REPREVE is a performance fiber made from recycled plastic bottles. To guarantee the recycled content in their fabrics, REPREVE uses a tracing technology that verifies recycled content claims.

The company that makes REPREVE, Unifi, is a global textile solutions company that has recycled over 16 billion plastic bottles to date, with the goal to recycle 20 billion bottles by 2020. 

Behind the Process

First, recycled post-consumer plastic bottles are collected, sorted, baled, cleaned, and chopped into flakes before being sent off to the REPREVE recycling center — one of the most advanced recycling facilities in the United States. At the facility, the bottle flakes are turned into REPREVE chips and put into massive silos — each silo holds the equivalent of 27 million recycled bottles. The REPREVE chips are blended, melted, and extruded to make REPREVE fiber. This unique fiber has inherent performance properties, such as moisture-wicking, thermal regulation, order control, cushioning, and resilience.

The fiber is then transformed into the fabric and cut and sewn into a wide variety of products — from clothing to car interiors!


ECONYL is a type of regenerated nylon made from waste from landfills and oceans. Going beyond the conventional recycling process, ECONYL uses regeneration, which ensures that the new fabric is exactly the same as virgin raw nylon — meaning ECONYL has like-new qualities and can be infinitely recycled and recreated into new products.

To put the impact of ECONYL into numbers, for every 10,000 tons of ECONYL material made, it spares 57,100 tons of carbon dioxide being emitted into the atmosphere and 70,000 barrels of crude oil from being used. 

Behind the Process

ECONYL is made using a closed-loop regeneration process. The first step is to rescue the waste from oceans and landfills from across the globe, including throughout the U.S., Canada, Greece, Egypt, Thailand, and Norway. ECONYL specifically looks for items with nylon in them, including used carpets, clothing, and discarded fishing nets.

Behind the Process of ECONYL
Graphic from ECONYL

The nylon that was in those items is then separated, cleaned, shredded, compacted, and packed in a waste treatment center in Slovenia. That nylon is then transported to ECONYL’s regeneration facility.

The next step, called ECONYL Depolymerization, is an innovative proprietary system where nylon’s six molecules are unzipped and returned to their monomer state. These monomers are then bonded together again to other identical monomers to form the nylon six polymer in ECONYL’s Polymerization process. Monomers are the simplest units of polymers, and the process of linking these monomers to form polymers is called polymerization. 

After this advanced transformation process, the ECONYL is sent to production facilities where it’s processed into yarn for commercial use. The company produces carpet yarn for the home interiors industry and textile yarn for the fashion industry.

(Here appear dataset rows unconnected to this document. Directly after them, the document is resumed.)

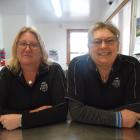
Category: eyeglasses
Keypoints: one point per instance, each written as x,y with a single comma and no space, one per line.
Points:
108,41
23,44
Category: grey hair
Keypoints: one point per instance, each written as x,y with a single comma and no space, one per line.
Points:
13,62
101,25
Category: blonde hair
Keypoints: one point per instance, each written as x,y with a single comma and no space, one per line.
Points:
102,25
13,62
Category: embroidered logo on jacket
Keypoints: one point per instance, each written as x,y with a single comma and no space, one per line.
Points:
44,87
116,82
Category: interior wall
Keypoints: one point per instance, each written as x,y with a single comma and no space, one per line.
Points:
55,37
1,33
11,26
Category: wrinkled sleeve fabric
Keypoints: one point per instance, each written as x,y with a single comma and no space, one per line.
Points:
58,112
79,110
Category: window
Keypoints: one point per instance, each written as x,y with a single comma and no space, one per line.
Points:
76,43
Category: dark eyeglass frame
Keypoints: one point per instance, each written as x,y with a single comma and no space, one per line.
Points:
108,41
24,44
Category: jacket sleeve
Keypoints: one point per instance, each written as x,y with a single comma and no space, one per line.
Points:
58,112
5,79
132,88
79,110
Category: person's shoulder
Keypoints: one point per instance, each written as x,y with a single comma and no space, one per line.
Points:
128,59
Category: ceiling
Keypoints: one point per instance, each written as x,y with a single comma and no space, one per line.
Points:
42,10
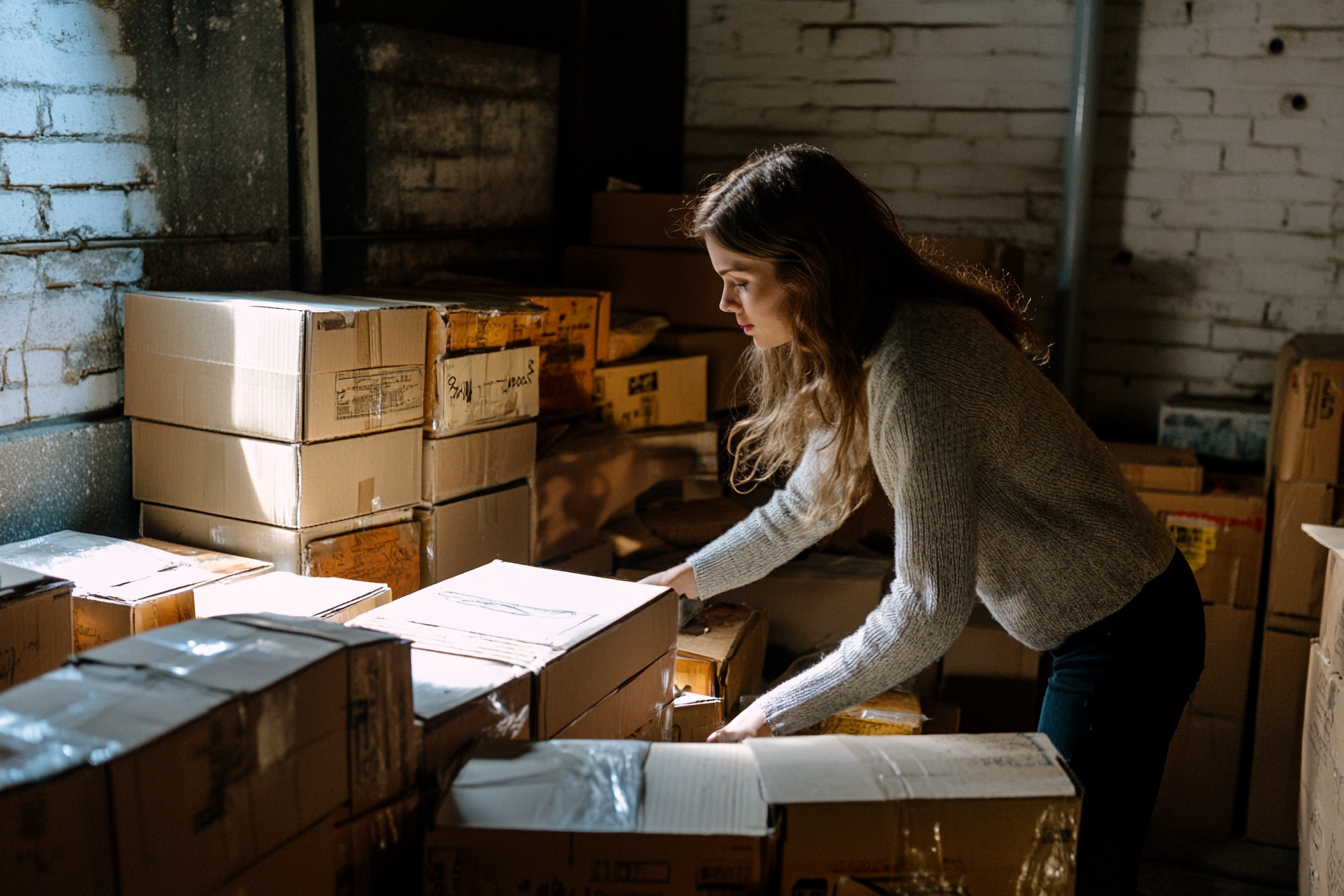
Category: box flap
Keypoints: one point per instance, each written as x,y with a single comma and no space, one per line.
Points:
444,681
550,785
1327,535
297,595
832,769
105,567
215,653
702,789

ECONYL is commonly used for carpeting and apparel, especially in swimwear and activewear. What’s incredible about the regeneration process is that once these ECONYL products have reached the end of their lifecycle, the fabric can enter back into the regeneration process and be transformed into like-new nylon once again.

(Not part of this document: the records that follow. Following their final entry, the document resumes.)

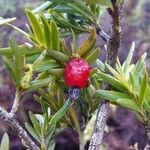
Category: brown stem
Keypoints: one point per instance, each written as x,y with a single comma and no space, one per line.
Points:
112,53
17,128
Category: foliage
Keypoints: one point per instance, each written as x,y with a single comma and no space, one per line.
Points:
130,86
38,65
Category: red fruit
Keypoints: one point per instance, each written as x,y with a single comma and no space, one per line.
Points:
77,73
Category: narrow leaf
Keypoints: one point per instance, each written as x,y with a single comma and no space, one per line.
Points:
37,29
143,88
129,104
35,123
61,112
112,81
88,44
47,33
54,36
129,57
58,56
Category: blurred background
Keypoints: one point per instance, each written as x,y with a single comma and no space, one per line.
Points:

Brands Using These Sustainable Fibers:

Sensi Graves

Sensi Graves is a women-run and-owned brand with high-quality, sustainably made swimwear. Founder Sensi Graves is a professional kiteboarder and is dedicated to creating comfortable, performance-level suits to empower women in sports.

All of the brand’s swimwear is made in the U.S. by seamstresses who earn fair wages, and the pieces in our Sensi Graves collection are made from either ECONYL or REPREVE. The swim brand also donates 1% of every purchase to nonprofits committed to environmental protection.

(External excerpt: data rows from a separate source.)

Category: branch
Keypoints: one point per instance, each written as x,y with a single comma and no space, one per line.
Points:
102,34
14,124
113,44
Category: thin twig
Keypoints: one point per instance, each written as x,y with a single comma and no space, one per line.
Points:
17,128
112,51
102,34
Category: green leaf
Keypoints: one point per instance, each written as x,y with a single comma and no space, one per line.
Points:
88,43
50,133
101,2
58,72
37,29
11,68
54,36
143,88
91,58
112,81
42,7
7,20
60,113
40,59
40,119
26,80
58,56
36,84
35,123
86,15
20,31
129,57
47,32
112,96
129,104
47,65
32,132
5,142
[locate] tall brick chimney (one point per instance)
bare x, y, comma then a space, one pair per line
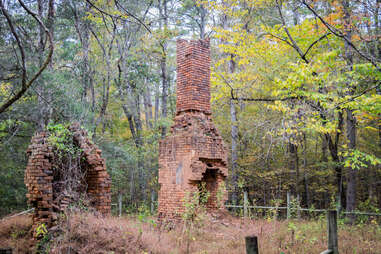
193, 76
194, 152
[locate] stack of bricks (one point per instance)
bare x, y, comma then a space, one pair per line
39, 177
194, 151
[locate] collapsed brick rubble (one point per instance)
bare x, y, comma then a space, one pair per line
40, 178
194, 151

Values: Sustainable, Made in USA, Vegan, Women-Owned

Saturday Swimwear

Saturday Swimwear is a sustainable, women-owned brand with swimwear all handmade in the United States. Emily Laplume, the owner and designer behind the label, sews each and every piece herself in her van as she travels across the country. The brand’s earth-friendly, durable fabric is made from a blend of ECONYL and LYCRA XTRA LIFE.

Considering their impact across every step of the production process, Saturday Swimwear uses entirely biodegradable and compostable materials for their packaging.